28.11.08

Hedwig and the Angry Inch

Uma mulher de aparência incomum caminha rapidamente para uma porta. Seu ostentoso cabelo, estilo “Farah Fawcett” plastificado chama atenção. Ela entra num bar sujo, do tipo “beira de estrada freqüentado por famílias”, abre suas asas escandalosas e, ao som de estrondosas guitarras, se apresenta: “Você não me conhece, Kansas City. Eu sou Hedwig!.

As próximas cenas são uma composição extasiante, repleta de emoção, deslumbramento, ódio, humor, amor... Assim é Hedwig, a protagonista do musical que contém a trama mais inusitada e original dos últimos tempos.

Hansel nasceu na Alemanha Oriental, se apaixonou por um soldado estadunidense, fez uma cirurgia de troca de sexo para se casar e fugiu para a “terra da liberdade”.

O jovem que cresceu ouvindo a rádio das forças armadas – Debbie Boone, Anne Murray, Toni Tenille, Iggy, Lou, Bowie... – se transforma em Hedwig. Entretanto, a cirurgia, mal sucedida, o deixa com as genitais deformadas. Fato descrito furiosamente na elétrica “Angry inch”.

Já nos EUA, ele sofre outras maneiras de mutilação, se tornando uma pessoa amarga, solitária, desiludida e também o maior fenômeno atual do glam rock, ou quase...

Tommy Gnosis, um moleque de aparência andrógina, porém menos chocante é o fenômeno. Ele foi instruído e batizado no mundo do rock por Hedwig e começou a fazer sucesso após terminar o relacionamento que tiveram.

Homossexual, travesti, transexual... é difícil relacionar Hedwig a categorias. Ela é símbolo de dualidade, inclassificável, platônica e real. Define o amor como a busca da outra metade, foge da cidade dividida, mas encontra apenas separações. Uma mulher ou um homem que procura compreensão, sem mudar o jeito de ser, para se enquadrar ao “normal”. No fundo o que ela representa e sonha não está tão distante do que todos nós desejamos diariamente: encontrar-se e entender-se como uma pessoa inteira

O filme do diretor, roteirista e ator John Cameron Mitchell – de Shortbus – é uma espécie de ode ao glam rock e uma representação peculiar de como a sexuliadade é complexa e pode ser ao mesmo tempo dor e delícia.


Curiosidades:

John Cameron Mitchell começou a interpretar Hedwig em espectáculos de cabaré, depois passou para circuito off-Broadway.
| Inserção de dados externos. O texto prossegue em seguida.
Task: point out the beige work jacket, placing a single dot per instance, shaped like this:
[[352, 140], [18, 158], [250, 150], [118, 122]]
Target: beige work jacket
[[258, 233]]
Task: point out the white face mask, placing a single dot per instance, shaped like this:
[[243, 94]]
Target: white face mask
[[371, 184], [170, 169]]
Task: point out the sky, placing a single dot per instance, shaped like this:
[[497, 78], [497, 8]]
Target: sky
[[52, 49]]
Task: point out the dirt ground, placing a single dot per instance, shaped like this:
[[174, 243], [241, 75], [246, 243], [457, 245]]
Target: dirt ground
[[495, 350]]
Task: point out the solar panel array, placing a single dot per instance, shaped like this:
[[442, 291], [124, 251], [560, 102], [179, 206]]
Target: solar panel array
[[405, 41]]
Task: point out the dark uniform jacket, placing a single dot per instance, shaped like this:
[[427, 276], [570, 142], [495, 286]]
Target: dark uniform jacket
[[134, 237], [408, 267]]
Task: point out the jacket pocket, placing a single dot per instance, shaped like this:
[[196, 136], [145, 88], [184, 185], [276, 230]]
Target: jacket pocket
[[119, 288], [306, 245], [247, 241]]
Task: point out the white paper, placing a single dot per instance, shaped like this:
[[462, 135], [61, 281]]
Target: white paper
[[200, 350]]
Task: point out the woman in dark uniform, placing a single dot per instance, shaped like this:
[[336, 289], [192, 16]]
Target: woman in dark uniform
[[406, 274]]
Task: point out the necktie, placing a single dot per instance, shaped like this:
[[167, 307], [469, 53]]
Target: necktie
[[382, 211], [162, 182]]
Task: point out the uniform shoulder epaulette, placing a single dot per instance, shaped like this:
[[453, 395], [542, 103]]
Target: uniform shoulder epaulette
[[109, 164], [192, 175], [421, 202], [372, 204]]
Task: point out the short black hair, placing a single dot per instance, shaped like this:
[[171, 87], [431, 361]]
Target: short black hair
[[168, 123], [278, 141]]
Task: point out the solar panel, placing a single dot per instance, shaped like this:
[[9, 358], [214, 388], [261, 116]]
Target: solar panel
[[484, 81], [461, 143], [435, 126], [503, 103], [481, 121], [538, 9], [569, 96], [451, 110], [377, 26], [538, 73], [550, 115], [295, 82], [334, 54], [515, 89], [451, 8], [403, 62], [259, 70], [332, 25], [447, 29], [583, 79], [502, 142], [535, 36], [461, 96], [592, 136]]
Podemos considerar o filme como um descendente de “Velvet Goldmine” (1998), de Todd Haynes.


Publicado por Geanini Hackbardt

19.11.08

Pudor é a forma mais inteligente de perversão

"Amarelo das doenças, das remelas,
dos olhos dos meninos,
das feridas purulentas,
dos escarros,
das verminoses,
das hepatites,
das diarréias,
dos dentes apodrecidos...
Tempo interior amarelo. Velho, desbotado, doente."
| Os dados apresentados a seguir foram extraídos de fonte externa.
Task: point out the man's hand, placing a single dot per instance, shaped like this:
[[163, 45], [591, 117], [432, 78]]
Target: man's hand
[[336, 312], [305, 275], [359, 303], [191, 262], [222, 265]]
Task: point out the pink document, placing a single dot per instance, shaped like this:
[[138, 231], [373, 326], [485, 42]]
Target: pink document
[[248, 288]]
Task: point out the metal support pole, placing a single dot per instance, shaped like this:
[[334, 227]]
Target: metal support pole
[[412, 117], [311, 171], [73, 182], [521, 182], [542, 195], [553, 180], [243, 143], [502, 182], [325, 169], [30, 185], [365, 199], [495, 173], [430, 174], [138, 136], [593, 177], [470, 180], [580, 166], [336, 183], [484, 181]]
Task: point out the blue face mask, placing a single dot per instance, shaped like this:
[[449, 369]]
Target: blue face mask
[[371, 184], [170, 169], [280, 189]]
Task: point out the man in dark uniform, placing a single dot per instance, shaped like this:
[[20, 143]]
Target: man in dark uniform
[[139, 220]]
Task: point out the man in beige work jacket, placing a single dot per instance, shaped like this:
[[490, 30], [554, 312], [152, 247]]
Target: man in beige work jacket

Renato Carneiro Campos: Tempo Amarelo

Amarelo Manga é um mosaico de cores, texturas, sombras e movimentos que ressalta um universo rico, palpável e pulsante. Aos olhos distanciados da realidade "amarela manga", o filme se aproxima do grotesco, do animalesco; como um nó na garganta que não desata. Dirigido por Cláudio Assis, Amarelo Manga é seco, fala do povo, do povo brasileiro, mesmo sem tocar na aridez dos filmes nacionais costumeiramente vistos. É tão nordeste quanto é Brasil: dos subúrbios, da escassez, da miséria, dos palavrões, da sacanagem, da religiosidade, da sexualidade!

Inserida no contexto do Recife Contemporâneo – decadente, marginalizado, tumultuado e sujo, a trama se passa em um velho hotel, o Texas, e no Bar Avenida por onde os personagens do filme surgem como se já estivessem vivos, sem necessitar de nenhuma introdução. E enredam-se numa vivência melodramática de atitudes que extraem dos clichês amorosos e dos gestos espalhafatosos, uma série de possibilidades de solução para suas carências emocionais, porém, mergulhada em contradições.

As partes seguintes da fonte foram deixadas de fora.